The mathematical model of a game is a description (in terms of symbols within a consistent logical system) of what is the likely thought process in our minds and our relation with others. It doesn't have to describe the true process, but have to be able to explain the result.
Even in physics, for instance, cinematics, nobody expects the models to uncover the true laws of movement in the nature.
Even if we don't agree on the validity of this argument, we still may relax many informational requirements, like, for instance, rationality. many models deal with bounded rationality. At one extrem, we could assume that knightian uncertainty is a better model, since it allows us to have beliefs about things and we in addition don't have to feel 100% confident on that belief, and we could even preclude beliefs about beliefs.
I think you're right when you say that some models don't have any intuitive appeal. However, I thing that many of them have a reasonable degree of intuitive appeal, provided we understand that mathematics, the language of game theory, is indeed a language, like Portuguese or Esperanto (though more perfect, but not totally perfect). Even in our own language, we're not able to express perfectly what goes through our mind. But this doesn't make us think that our language has no intuitive appeal as a description of what really goes inside us.

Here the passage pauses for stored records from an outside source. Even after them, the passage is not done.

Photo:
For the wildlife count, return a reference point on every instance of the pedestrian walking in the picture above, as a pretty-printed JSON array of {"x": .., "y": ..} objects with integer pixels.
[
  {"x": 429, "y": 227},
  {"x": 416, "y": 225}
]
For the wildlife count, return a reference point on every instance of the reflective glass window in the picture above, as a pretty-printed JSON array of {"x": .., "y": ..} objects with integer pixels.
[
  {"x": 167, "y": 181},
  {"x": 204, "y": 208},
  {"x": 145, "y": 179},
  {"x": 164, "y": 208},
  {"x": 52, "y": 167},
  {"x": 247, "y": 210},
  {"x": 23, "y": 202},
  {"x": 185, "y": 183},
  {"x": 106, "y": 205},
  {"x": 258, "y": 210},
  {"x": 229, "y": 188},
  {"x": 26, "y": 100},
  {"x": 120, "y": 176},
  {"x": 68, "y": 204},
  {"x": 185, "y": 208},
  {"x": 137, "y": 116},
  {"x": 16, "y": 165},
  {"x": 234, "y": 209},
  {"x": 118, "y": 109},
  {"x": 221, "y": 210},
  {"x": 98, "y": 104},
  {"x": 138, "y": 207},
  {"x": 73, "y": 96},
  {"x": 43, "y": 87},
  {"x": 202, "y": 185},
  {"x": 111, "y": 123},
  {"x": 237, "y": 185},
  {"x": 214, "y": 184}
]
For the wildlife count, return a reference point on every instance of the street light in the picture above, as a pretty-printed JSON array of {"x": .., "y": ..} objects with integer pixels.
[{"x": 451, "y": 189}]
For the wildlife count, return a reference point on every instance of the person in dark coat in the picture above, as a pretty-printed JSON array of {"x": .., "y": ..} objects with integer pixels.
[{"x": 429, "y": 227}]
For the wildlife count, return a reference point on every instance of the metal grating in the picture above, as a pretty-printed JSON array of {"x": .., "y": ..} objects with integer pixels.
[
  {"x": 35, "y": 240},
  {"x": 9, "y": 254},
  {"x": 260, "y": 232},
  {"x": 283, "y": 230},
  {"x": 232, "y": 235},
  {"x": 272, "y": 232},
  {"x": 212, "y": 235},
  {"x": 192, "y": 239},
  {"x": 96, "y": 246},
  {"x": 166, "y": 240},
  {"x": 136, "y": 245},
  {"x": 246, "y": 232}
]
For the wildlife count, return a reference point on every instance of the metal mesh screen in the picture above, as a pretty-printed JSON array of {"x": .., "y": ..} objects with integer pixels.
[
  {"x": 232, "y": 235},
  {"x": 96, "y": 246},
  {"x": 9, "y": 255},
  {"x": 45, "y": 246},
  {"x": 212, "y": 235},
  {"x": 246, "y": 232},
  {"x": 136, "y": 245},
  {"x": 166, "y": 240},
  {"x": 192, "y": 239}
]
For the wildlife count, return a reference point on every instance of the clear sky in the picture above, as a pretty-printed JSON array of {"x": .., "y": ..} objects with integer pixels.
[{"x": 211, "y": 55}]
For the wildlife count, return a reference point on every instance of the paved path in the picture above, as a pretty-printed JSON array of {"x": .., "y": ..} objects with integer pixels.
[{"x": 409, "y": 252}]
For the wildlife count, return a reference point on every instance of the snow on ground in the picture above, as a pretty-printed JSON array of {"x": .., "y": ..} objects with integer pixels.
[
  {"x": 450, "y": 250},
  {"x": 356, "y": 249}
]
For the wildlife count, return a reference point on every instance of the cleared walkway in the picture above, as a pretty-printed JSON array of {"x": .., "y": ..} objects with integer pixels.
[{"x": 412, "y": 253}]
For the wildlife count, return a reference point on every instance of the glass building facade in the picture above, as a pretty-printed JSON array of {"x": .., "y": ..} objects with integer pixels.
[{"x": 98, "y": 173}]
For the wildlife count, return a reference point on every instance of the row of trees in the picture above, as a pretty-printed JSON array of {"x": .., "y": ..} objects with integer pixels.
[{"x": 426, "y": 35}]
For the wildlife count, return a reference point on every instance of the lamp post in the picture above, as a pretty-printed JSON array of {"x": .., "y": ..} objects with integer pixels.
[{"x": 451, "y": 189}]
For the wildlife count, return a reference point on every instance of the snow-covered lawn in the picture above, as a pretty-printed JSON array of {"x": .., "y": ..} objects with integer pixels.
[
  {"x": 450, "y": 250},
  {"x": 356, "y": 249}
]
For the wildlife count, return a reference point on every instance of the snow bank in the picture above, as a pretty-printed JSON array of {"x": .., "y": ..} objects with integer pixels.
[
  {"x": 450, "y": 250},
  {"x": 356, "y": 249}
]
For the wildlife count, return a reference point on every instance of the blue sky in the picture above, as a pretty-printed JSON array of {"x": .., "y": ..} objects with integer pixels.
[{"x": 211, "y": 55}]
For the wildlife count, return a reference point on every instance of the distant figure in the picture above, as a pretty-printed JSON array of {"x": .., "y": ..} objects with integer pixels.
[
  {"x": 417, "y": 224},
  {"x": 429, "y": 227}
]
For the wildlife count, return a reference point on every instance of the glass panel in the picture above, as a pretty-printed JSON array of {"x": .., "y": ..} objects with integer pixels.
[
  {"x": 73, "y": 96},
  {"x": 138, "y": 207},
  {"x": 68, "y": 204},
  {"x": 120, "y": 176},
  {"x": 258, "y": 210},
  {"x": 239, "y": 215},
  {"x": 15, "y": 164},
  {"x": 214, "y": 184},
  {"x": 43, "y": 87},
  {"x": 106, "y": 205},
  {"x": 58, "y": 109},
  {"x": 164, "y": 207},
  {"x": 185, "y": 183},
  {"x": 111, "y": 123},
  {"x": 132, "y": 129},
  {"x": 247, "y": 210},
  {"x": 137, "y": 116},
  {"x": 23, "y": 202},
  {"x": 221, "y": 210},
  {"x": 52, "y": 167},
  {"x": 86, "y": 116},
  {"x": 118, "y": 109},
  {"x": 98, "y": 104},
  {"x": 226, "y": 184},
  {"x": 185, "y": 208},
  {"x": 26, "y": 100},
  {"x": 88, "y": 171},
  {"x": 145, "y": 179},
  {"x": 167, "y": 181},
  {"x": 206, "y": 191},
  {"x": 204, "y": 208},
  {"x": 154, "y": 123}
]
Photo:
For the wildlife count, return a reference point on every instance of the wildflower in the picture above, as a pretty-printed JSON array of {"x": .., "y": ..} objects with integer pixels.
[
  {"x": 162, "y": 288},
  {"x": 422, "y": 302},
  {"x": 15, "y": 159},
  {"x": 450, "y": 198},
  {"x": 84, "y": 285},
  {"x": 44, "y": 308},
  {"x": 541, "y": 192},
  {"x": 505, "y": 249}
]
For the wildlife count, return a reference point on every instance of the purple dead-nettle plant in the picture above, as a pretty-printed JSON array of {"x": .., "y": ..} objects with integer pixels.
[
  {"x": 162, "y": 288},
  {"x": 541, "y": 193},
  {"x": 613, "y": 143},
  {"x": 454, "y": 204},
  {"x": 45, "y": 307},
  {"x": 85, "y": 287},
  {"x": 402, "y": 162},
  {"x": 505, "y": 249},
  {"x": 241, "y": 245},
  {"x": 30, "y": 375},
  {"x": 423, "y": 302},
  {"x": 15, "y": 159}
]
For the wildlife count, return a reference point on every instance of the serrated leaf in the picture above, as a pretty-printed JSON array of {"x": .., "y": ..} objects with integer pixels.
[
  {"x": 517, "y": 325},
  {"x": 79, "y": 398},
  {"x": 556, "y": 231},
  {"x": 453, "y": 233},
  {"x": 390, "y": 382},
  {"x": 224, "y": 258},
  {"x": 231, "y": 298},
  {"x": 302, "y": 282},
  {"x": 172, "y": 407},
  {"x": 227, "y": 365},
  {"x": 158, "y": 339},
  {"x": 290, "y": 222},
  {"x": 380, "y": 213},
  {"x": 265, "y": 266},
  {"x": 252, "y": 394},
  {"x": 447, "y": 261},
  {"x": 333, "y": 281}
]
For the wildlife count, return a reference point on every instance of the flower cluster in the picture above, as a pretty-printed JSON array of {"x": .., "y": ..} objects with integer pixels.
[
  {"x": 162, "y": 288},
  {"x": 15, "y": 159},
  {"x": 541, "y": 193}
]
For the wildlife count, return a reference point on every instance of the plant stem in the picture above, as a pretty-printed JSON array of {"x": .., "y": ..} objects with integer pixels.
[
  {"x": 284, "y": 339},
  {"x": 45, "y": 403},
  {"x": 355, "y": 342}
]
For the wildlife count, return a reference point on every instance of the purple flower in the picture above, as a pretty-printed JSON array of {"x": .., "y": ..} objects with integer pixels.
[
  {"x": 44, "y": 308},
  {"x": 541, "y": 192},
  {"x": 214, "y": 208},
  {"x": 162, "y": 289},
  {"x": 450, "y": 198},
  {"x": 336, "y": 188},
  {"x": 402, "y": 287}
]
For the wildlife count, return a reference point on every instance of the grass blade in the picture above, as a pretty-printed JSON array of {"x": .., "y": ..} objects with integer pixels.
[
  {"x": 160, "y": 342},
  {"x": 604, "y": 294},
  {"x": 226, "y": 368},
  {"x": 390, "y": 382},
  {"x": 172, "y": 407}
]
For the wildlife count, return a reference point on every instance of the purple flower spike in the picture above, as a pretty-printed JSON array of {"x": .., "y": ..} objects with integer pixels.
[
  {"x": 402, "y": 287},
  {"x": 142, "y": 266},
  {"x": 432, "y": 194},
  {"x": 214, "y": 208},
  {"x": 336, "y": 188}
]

We usually tend to take the math description of the game for the economic content of the game theoretic model. If we think this way, we'll always conclude that informational requirements are excessive (each parameter of the model, and each statement about paraemters, is a piece of informational requirement). But when we understand that the model is just a "mathematical representation" of a phenomenon, not the phenomenon itself, then we're able to realize the potential for applicability and its usefulness.